Michael Ashby1,Difan Zhang1,Roger Rousseau2,Vassiliki-Alexandra Glezakou2
Pacific Northwest National Laboratory1,Oak Ridge National Laboratory2
Michael Ashby1,Difan Zhang1,Roger Rousseau2,Vassiliki-Alexandra Glezakou2
Pacific Northwest National Laboratory1,Oak Ridge National Laboratory2
Ionic liquids have a wide range of applications in electrochemistry, engineering, and chemical processes as solvents, catalysts, or reagents. To understand the properties of ionic liquids, Nuclear Magnetic Resonance (NMR) is commonly used because it provides a unique set of chemical shifts that can uniquely characterize an ionic liquid compound. However, due to the versatile categories and complex environments of ionic liquids, it is time-consuming and costly to measure the experimental NMR data for ionic liquids. Although computational methods such as density functional theory calculations provide an alternative way to obtain NMR data, they are limited to small molecular models and are computationally expensive, especially for complex systems. Here, we propose a machine learning approach to evaluate the NMR chemical shifts of ionic liquids. A neural network is trained on an ionic liquid dataset established on experiments and ab initio calculations of ionic liquids.

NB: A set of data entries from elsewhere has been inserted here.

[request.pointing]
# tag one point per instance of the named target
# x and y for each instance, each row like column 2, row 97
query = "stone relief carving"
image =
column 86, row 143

The network can help us to evaluate the NMR data of ionic liquids more quickly and efficiently, as well as predict the NMR data of unknown ionic liquids to accelerate the understanding of their structures and properties. We believe such an approach could be applied beyond the scope of ionic liquids as well as other energy materials,such as optimizing electrolyte solutions to extend the life of flow batteries at a cheaper cost.